Evaluate the following series sum.

Question

Problem

I’m trying to evaluate the following series sum

\begin{equation} S_{j}(z) = \sum_{k=1}^{\infty} \frac{2 H_{k} z^{k+2}}{(k+1)(k+2)^{j}} \end{equation}

Where

\begin{equation} H_{k} = \sum_{n=1}^{k} \frac{1}{n} \end{equation} is the $k^{\text{th}}$ Harmonic Number.

Notation

$k, j$ and $n$ are all positive definite Integers.

$z$ is a Real Number.

First Step

The first step that I did was to expand the denominator as a Partial Fraction sum

\begin{equation} \frac{1}{(k+1)(k+2)^{j}} = \frac{1}{k+1} - \sum_{m = 1}^{j}\frac{1}{(k+2)^{m}} \end{equation} Which then gives

\begin{equation} S_{j}(z) = \sum_{k=1}^{\infty} \frac{2 H_{k} z^{k+2}}{(k+1)} - \sum_{m=1}^{j} \sum_{k=1}^{\infty} \frac{2 H_{k} z^{k+2}}{(k+2)^{m}} \end{equation} Here the first sum can be written in terms of a known result \begin{equation} (\ln(1-z))^{2} = \sum_{k=1}^{\infty} \frac{2 H_{k} z^{k+1}}{k+1} \end{equation} and so we have \begin{equation} S_{j}(z) =z (\ln(1-z))^{2} - \sum_{m=1}^{j} \sum_{k=1}^{\infty} \frac{2 H_{k} z^{k+2}}{(k+2)^{m}} \end{equation} At this point I got stuck and couldn’t proceed any further.

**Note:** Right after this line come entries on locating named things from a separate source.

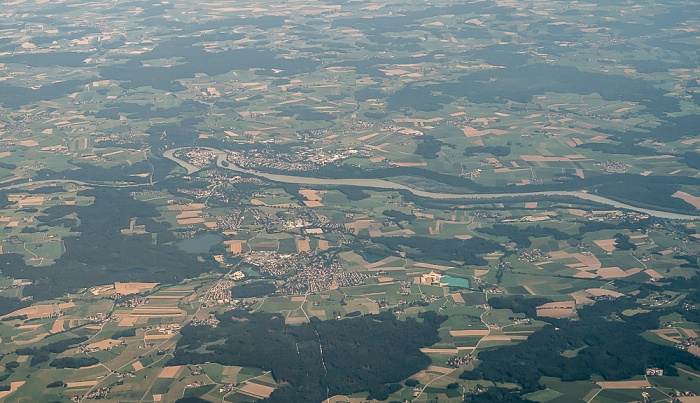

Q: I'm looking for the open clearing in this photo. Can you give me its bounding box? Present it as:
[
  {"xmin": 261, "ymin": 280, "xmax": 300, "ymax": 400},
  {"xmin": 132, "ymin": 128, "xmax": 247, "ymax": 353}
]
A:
[
  {"xmin": 598, "ymin": 379, "xmax": 651, "ymax": 389},
  {"xmin": 158, "ymin": 365, "xmax": 182, "ymax": 378},
  {"xmin": 240, "ymin": 382, "xmax": 275, "ymax": 398}
]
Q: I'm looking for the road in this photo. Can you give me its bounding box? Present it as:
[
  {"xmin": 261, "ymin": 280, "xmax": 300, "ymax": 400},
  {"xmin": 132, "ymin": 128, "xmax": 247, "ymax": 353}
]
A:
[{"xmin": 164, "ymin": 147, "xmax": 700, "ymax": 220}]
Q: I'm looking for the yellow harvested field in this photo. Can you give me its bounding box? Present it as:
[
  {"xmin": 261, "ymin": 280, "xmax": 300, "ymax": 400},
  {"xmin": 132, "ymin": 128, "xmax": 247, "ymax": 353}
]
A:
[
  {"xmin": 4, "ymin": 302, "xmax": 75, "ymax": 319},
  {"xmin": 0, "ymin": 381, "xmax": 24, "ymax": 400},
  {"xmin": 143, "ymin": 333, "xmax": 174, "ymax": 341},
  {"xmin": 671, "ymin": 190, "xmax": 700, "ymax": 209},
  {"xmin": 585, "ymin": 288, "xmax": 625, "ymax": 298},
  {"xmin": 426, "ymin": 365, "xmax": 455, "ymax": 375},
  {"xmin": 66, "ymin": 380, "xmax": 97, "ymax": 388},
  {"xmin": 520, "ymin": 154, "xmax": 571, "ymax": 162},
  {"xmin": 537, "ymin": 301, "xmax": 576, "ymax": 310},
  {"xmin": 177, "ymin": 217, "xmax": 204, "ymax": 225},
  {"xmin": 357, "ymin": 132, "xmax": 381, "ymax": 141},
  {"xmin": 49, "ymin": 319, "xmax": 64, "ymax": 334},
  {"xmin": 175, "ymin": 210, "xmax": 202, "ymax": 220},
  {"xmin": 461, "ymin": 126, "xmax": 508, "ymax": 137},
  {"xmin": 644, "ymin": 269, "xmax": 664, "ymax": 280},
  {"xmin": 450, "ymin": 329, "xmax": 489, "ymax": 337},
  {"xmin": 299, "ymin": 189, "xmax": 322, "ymax": 201},
  {"xmin": 87, "ymin": 339, "xmax": 120, "ymax": 350},
  {"xmin": 168, "ymin": 203, "xmax": 206, "ymax": 211},
  {"xmin": 593, "ymin": 239, "xmax": 616, "ymax": 252},
  {"xmin": 17, "ymin": 196, "xmax": 44, "ymax": 207},
  {"xmin": 345, "ymin": 220, "xmax": 373, "ymax": 234},
  {"xmin": 678, "ymin": 396, "xmax": 700, "ymax": 403},
  {"xmin": 523, "ymin": 285, "xmax": 537, "ymax": 295},
  {"xmin": 688, "ymin": 346, "xmax": 700, "ymax": 357},
  {"xmin": 481, "ymin": 334, "xmax": 516, "ymax": 341},
  {"xmin": 537, "ymin": 310, "xmax": 576, "ymax": 318},
  {"xmin": 420, "ymin": 347, "xmax": 459, "ymax": 355},
  {"xmin": 390, "ymin": 161, "xmax": 428, "ymax": 167},
  {"xmin": 651, "ymin": 328, "xmax": 681, "ymax": 343},
  {"xmin": 596, "ymin": 267, "xmax": 629, "ymax": 279},
  {"xmin": 114, "ymin": 283, "xmax": 159, "ymax": 295},
  {"xmin": 117, "ymin": 316, "xmax": 139, "ymax": 327},
  {"xmin": 413, "ymin": 262, "xmax": 452, "ymax": 270},
  {"xmin": 12, "ymin": 333, "xmax": 49, "ymax": 346},
  {"xmin": 296, "ymin": 238, "xmax": 311, "ymax": 252},
  {"xmin": 158, "ymin": 365, "xmax": 182, "ymax": 378},
  {"xmin": 284, "ymin": 316, "xmax": 309, "ymax": 325},
  {"xmin": 240, "ymin": 382, "xmax": 275, "ymax": 398},
  {"xmin": 598, "ymin": 379, "xmax": 651, "ymax": 389},
  {"xmin": 680, "ymin": 328, "xmax": 698, "ymax": 338}
]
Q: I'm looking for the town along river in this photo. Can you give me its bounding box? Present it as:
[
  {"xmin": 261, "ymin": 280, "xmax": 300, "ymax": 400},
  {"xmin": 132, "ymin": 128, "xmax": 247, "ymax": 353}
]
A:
[{"xmin": 163, "ymin": 147, "xmax": 700, "ymax": 220}]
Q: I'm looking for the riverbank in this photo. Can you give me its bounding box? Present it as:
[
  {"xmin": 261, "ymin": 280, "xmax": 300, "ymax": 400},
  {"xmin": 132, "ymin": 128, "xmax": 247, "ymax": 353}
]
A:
[{"xmin": 163, "ymin": 147, "xmax": 700, "ymax": 220}]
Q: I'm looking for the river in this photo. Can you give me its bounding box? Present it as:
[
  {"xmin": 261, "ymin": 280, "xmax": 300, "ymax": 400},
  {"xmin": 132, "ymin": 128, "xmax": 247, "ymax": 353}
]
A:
[{"xmin": 163, "ymin": 147, "xmax": 700, "ymax": 220}]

Any assistance here would be greatly appreciated.

Answer 1

This not an answer.

$$S_{j}(z) = \sum_{k=1}^{\infty} \frac{2 H_{k} }{(k+1)(k+2)^{j}}\,z^{k+2}$$

$$S_1(z)=-2 z+\log ^2(1-z)+2 (z-1) \log (1-z)$$ $$3S_2(z)=-6 \text{Li}_3(1-z)+6 \text{Li}_2(1-z) (\log (1-z)-1)-18 z+$$ $$3 \log (1-z) (4 z-2 \log (z)+\log (1-z) (\log (z)+1)-4)+6 \zeta (3)+\pi ^2$$ I have been unable (using a CAS) to compute any $S_j(z)$ for any $j>2$ but we can expect aa bunch of polylogarithms and zeta functions.

For the case where $z=1$, there is no problem.